Paul Dergarabedian, senior media analyst for comScore, said audiences were inundated with too many films, some of which struggled to keep attention as they went from limited to nationwide release. “Hidden Figures,” ”La La Land,” ”Patriots Day,” ”Silence” and “Live by Night” all premiered in December before expanding in January.

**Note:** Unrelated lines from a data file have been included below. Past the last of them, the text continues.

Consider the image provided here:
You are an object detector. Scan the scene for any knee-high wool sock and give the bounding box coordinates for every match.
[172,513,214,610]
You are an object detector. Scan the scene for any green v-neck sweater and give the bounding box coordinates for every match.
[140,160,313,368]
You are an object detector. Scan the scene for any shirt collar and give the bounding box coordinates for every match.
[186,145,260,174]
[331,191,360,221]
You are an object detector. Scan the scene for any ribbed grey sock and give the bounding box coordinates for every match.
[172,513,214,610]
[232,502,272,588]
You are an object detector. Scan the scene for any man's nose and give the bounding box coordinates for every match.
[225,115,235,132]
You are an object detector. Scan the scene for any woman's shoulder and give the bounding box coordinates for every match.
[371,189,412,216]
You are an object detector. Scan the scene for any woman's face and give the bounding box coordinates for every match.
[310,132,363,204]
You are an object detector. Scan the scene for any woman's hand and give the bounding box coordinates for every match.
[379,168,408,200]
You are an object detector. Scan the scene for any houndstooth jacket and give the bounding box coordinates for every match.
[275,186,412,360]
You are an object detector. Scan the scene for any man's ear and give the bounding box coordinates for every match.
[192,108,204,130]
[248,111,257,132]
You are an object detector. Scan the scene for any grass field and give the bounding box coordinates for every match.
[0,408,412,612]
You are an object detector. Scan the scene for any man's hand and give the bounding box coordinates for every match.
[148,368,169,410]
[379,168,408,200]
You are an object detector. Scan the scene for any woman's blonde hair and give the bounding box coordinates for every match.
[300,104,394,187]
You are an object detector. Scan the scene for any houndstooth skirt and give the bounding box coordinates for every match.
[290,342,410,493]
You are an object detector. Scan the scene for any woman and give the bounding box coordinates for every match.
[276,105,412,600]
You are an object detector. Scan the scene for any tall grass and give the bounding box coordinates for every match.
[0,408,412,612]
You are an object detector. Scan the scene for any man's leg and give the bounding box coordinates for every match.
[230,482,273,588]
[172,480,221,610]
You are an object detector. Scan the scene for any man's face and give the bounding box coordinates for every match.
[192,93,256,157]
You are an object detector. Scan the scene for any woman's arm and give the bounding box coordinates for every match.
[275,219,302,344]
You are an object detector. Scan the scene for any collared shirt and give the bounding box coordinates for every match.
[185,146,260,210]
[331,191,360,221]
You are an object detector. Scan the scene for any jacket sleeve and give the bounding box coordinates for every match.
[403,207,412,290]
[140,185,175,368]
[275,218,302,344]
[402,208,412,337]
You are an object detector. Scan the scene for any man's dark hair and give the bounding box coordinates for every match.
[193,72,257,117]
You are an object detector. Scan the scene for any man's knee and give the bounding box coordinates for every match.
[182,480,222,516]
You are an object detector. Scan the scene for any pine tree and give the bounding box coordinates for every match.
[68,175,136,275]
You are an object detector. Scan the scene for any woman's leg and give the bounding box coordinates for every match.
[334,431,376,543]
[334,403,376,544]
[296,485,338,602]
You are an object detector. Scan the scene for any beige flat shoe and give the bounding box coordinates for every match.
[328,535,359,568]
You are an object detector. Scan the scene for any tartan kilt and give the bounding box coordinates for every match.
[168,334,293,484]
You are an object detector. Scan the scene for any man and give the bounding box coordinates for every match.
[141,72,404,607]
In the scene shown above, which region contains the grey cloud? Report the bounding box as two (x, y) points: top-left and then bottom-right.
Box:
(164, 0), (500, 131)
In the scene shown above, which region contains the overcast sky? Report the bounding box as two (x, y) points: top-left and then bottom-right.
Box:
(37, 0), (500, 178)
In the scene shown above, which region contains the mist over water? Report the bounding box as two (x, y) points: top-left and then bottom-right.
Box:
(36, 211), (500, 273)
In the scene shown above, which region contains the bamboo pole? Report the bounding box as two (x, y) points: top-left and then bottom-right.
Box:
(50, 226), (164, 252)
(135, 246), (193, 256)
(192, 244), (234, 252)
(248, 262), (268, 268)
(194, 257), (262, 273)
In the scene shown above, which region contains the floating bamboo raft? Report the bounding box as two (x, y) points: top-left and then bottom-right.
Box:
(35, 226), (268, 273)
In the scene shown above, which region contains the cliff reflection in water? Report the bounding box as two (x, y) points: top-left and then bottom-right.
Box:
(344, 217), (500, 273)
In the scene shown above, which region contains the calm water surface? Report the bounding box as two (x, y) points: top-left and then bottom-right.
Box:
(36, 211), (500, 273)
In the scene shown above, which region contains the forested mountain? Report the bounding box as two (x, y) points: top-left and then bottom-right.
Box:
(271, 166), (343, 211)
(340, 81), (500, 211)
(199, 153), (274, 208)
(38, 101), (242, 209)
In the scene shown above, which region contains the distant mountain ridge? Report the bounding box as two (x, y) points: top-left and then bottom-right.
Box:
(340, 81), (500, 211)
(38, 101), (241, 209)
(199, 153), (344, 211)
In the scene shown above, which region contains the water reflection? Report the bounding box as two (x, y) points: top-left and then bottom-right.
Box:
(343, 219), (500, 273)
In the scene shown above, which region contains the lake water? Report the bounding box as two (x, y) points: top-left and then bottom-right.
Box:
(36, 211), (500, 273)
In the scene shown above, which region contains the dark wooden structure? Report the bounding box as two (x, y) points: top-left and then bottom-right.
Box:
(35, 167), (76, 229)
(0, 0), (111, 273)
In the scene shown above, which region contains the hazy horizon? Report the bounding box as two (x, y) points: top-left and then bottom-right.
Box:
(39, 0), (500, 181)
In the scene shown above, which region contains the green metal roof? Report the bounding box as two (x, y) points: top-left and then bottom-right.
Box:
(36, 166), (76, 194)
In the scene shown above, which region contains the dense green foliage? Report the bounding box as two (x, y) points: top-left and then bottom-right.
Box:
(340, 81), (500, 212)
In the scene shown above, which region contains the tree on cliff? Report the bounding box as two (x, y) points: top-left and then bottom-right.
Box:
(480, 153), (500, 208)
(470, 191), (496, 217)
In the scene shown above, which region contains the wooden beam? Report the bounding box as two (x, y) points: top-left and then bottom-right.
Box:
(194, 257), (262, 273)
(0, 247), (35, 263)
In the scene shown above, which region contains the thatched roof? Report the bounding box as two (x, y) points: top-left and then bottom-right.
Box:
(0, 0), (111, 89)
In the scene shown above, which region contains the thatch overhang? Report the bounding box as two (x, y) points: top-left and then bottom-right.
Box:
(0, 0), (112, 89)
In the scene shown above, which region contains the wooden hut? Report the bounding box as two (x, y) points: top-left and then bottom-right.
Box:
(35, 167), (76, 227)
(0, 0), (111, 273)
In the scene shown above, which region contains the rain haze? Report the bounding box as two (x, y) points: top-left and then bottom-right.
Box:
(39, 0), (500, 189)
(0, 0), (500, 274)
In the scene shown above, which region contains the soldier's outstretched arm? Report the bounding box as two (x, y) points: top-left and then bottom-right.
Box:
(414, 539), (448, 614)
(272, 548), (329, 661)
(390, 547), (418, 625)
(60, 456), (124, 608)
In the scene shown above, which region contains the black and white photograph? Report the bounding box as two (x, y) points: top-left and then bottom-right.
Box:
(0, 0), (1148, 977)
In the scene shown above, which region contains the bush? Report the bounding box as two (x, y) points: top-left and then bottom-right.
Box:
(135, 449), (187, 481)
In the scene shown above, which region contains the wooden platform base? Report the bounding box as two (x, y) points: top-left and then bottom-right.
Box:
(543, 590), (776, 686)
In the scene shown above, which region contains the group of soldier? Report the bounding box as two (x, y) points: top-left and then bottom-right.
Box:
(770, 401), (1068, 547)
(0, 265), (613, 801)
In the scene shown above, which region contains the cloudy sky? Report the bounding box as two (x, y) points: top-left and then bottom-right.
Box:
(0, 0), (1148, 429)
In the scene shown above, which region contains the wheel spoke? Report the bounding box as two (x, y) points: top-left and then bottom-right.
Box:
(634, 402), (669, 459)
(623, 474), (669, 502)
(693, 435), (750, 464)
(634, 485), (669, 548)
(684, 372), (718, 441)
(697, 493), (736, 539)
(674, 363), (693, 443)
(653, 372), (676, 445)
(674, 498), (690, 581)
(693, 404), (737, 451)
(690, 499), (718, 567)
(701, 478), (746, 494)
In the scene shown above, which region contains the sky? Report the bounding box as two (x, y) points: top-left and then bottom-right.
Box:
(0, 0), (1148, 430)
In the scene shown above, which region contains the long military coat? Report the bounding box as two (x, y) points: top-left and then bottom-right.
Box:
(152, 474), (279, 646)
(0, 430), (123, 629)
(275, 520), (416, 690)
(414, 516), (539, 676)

“It really is the tale of the holdovers. We’ve yet to, at this point, have a breakout newcomer from 2017,” Dergarabedian said. “When you have so many platforming releases, aside from the top-performing ones, ‘Hidden Figures’ and ‘La La Land,’ the others have had a tough time getting traction or getting noticed within this sea of movies.”
Estimated ticket sales for Friday through Sunday at U.S. and Canadian theaters, according to comScore. Where available, the latest international numbers are also included. Final four-day domestic figures will be released Tuesday.
1. “Hidden Figures,” $20.5 million.
2. “La La Land,” $14.5 million ($17.8 million international).
3. “Sing,” $13.8 million ($13.2 million international).
4. “Rogue One: A Star Wars Story,” $13.8 million ($21.9 million international).
5. “The Bye Bye Man,” $13.4 million ($1.3 million international).
6. “Patriots Day,” $12 million ($1.3 million international).
7. “Monster Trucks,” $10.5 million ($4 million international).
8. “Sleepless,” $8.5 million.
9. “Underworld: Blood Wars,” $5.8 million ($1.4 million international).
10. “Passengers,” $5.6 million ($32.5 million international).
Estimated ticket sales for Friday through Sunday at international theaters (excluding the U.S. and Canada), according to comScore:
1. “Passengers,” $32.5 million.
2. “Assassin’s Creed,” $23.1 million.
3. “Rogue One, A Star Wars Story,” $21.9 million.
4. “La La Land,” $17.8 million.
5. “Moana,” $16.9 million.
6. “Sing,” $13.2 million.
7. “The Great Wall,” $10 million.
8. “Why Him?” $9.1 million.
9. “Allied,” $8.4 million
10. “Some Like it Hot,” $7.4 million.